しかし、アランが会話をするのは自分と会長ぐらいなものである。
人見知りが激しいのだ。
日がな一日を図書室で過ごしてしまっている。
そこは少し直した方が良いのではないかと、リリーはお節介な事を考えていた。
「マリナさんにも困りましたね。アランはまあ良いとして、皇子にまでしつこく付きまとうようで。交友関係の結び方がわからないのでしょう。素直で良いとは思いますけど……私が注意しても怖がられてしまいますし」
思わず、ため息が漏れてしまうリリーだ。
このままではマリナは孤立してしまう。何とかしてあげたいとは思うが、注意しようにも自分の言い方が悪いのか、うまく理解してもらえない。
「ちょっと待ってくださいよ。確かに皇子にしつこく迫るのもどうかと思いますが、僕も良くありませんよ」
「まあ、そう嫌がらないであげてください。転校生でまだ学園にも慣れていないんですよ。卒業まで一年もありませんし、アランが面倒を見てあげてください」
「なんで僕が!!??」
苦手だと言っているのに!
リリーは僕の話を聞いてくれてないのか!?
アランは頭を抱えたくなった。
リリーはただ単にアランの人見知りが直せるかもしれないし、アランは物知りで礼儀正しくもあるので、マリナの教育係に良いのではないかと考えての事である。
「勉強を教えてあげる約束をしたんですよね?」
さっき、そのような事を言っていた。
「断りました! 女性と二人きりになるなんてできませんよ」
「あら? 図書室で二人きりになるくらい良いじゃないですか。

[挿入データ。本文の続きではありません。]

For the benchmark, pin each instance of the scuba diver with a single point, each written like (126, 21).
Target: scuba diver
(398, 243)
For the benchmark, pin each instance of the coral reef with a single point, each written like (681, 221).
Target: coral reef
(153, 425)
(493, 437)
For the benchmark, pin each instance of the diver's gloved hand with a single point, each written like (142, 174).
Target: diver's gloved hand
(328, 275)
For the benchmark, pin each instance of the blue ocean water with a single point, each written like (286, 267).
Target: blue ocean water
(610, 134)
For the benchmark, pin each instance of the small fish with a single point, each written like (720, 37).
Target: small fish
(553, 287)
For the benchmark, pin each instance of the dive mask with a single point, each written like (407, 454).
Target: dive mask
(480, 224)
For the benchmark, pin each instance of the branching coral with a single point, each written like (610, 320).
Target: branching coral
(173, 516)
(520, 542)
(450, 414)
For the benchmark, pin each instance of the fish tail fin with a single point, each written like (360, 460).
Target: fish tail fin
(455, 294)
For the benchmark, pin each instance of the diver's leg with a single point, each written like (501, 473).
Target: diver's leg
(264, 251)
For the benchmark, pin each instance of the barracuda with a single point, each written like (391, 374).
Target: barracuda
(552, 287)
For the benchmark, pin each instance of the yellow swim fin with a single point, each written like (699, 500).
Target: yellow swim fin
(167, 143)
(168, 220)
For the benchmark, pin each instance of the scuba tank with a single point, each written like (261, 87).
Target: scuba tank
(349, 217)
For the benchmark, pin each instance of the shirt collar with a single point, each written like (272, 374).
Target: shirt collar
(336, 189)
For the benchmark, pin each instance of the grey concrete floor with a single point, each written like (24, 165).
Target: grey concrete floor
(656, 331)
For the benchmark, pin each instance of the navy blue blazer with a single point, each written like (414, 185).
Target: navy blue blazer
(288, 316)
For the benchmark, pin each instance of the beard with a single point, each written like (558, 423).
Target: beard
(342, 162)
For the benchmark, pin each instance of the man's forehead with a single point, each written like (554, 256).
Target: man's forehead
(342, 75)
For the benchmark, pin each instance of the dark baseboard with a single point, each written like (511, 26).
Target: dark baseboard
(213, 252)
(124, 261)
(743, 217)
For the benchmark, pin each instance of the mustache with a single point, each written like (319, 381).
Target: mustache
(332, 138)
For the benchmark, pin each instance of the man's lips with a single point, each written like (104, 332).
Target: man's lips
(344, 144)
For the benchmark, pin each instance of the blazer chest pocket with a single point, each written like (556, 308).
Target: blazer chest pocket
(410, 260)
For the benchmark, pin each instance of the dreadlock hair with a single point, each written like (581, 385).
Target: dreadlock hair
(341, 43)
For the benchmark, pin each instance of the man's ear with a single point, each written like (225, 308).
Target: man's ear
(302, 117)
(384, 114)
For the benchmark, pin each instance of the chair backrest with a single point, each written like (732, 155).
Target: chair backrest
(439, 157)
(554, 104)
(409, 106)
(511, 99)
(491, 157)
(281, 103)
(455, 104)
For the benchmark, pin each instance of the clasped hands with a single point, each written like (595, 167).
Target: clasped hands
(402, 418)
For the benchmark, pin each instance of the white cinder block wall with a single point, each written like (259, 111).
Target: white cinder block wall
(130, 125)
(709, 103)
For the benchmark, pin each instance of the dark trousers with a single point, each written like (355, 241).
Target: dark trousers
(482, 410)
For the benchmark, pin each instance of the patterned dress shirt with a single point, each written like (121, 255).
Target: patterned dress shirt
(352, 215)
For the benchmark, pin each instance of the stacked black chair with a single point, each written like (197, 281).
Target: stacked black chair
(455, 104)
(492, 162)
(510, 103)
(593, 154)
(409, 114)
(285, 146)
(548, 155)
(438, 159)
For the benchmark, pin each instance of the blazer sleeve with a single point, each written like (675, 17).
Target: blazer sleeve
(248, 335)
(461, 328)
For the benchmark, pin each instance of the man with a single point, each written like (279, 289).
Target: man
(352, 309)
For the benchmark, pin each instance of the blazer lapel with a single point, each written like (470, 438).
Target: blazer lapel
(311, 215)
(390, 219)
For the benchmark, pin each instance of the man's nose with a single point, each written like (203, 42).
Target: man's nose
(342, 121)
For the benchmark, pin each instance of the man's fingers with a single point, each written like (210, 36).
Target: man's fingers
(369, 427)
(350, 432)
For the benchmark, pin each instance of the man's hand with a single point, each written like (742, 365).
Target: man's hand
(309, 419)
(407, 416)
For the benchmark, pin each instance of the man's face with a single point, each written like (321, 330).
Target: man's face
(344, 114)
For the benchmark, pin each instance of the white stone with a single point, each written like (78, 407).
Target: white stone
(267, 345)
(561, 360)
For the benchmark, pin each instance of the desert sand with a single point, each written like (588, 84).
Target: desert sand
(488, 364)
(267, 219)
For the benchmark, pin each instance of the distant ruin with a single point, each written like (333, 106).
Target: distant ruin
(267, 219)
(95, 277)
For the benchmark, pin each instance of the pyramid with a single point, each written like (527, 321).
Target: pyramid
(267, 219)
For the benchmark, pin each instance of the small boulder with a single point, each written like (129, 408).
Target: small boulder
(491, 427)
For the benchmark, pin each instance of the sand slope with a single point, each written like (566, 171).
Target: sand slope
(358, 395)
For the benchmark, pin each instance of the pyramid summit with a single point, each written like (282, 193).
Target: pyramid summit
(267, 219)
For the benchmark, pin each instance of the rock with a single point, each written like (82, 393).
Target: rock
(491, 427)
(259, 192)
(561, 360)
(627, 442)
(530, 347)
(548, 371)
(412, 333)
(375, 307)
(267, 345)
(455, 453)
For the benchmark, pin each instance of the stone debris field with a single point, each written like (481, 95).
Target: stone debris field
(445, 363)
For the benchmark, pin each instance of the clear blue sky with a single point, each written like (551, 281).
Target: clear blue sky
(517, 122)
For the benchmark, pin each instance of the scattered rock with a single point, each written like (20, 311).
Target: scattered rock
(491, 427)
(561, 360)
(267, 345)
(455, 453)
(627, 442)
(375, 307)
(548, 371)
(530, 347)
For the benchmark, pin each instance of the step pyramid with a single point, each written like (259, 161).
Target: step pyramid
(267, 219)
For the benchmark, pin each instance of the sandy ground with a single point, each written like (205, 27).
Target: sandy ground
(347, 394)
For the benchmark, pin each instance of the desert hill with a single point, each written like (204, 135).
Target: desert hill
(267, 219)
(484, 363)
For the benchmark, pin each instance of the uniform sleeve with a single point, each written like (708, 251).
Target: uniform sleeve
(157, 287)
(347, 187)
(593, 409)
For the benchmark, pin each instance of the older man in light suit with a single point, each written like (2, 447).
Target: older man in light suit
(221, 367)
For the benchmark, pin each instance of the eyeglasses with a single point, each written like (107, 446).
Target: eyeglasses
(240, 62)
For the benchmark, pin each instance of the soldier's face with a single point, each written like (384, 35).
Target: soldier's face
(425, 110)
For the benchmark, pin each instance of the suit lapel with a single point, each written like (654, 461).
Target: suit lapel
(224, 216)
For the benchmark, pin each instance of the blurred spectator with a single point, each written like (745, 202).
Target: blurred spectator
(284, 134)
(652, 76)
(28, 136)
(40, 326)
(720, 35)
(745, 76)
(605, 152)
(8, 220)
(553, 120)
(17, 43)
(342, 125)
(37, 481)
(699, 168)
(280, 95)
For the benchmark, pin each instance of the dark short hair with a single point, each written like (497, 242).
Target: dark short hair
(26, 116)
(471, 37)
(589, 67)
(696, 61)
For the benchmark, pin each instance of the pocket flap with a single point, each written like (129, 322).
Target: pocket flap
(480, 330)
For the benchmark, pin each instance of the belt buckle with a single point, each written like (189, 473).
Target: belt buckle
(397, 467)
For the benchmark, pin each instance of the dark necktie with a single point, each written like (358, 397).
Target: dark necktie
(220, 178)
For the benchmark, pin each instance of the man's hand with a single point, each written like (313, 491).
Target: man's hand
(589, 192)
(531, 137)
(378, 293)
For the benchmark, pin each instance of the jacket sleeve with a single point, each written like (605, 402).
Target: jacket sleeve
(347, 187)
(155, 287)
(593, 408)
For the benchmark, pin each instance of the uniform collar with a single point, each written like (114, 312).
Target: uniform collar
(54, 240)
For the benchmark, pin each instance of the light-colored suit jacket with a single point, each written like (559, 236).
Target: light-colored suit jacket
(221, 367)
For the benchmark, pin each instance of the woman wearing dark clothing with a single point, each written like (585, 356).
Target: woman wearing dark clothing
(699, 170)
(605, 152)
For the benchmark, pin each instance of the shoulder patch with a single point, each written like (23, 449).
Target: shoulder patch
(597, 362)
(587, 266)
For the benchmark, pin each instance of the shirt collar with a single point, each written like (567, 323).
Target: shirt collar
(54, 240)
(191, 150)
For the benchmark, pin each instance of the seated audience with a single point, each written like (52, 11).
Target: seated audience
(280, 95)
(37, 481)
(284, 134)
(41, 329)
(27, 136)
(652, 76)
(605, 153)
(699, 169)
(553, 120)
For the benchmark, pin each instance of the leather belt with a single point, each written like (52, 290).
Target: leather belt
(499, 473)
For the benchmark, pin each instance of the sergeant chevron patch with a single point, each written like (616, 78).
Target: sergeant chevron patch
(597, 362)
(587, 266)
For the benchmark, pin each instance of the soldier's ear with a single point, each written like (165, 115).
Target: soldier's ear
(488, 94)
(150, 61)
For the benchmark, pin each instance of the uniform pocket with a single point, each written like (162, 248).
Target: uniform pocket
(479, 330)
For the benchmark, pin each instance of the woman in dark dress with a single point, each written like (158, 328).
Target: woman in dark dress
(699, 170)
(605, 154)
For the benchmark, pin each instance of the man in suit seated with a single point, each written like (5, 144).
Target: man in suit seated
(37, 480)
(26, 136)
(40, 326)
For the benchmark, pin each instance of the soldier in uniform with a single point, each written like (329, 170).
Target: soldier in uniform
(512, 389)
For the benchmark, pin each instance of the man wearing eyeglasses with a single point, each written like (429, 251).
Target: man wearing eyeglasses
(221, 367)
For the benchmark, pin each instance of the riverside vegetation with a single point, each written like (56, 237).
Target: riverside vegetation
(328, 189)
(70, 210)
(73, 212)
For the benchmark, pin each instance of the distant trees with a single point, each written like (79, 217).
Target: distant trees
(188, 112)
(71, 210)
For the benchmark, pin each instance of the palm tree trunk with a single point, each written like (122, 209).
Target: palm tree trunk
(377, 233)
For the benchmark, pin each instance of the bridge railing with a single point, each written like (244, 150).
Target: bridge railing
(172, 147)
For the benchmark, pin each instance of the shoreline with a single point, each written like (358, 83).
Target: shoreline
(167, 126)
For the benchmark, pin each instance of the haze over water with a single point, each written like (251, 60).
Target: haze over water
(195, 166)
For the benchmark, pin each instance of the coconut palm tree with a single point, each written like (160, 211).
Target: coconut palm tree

私とはよく二人きりで話しますよね? それとも何ですか? アランは私を男だとでも思っていたんですか?」
「そんなことは……いや、確かにリリーは男勝りですけど……」
「あら? 何ですか?」
「フフッ」と笑って見せるリリーだが、笑顔が怖いと思うアランだ。
会話しながら歩いていると、結局、生徒会室に着いてしまった。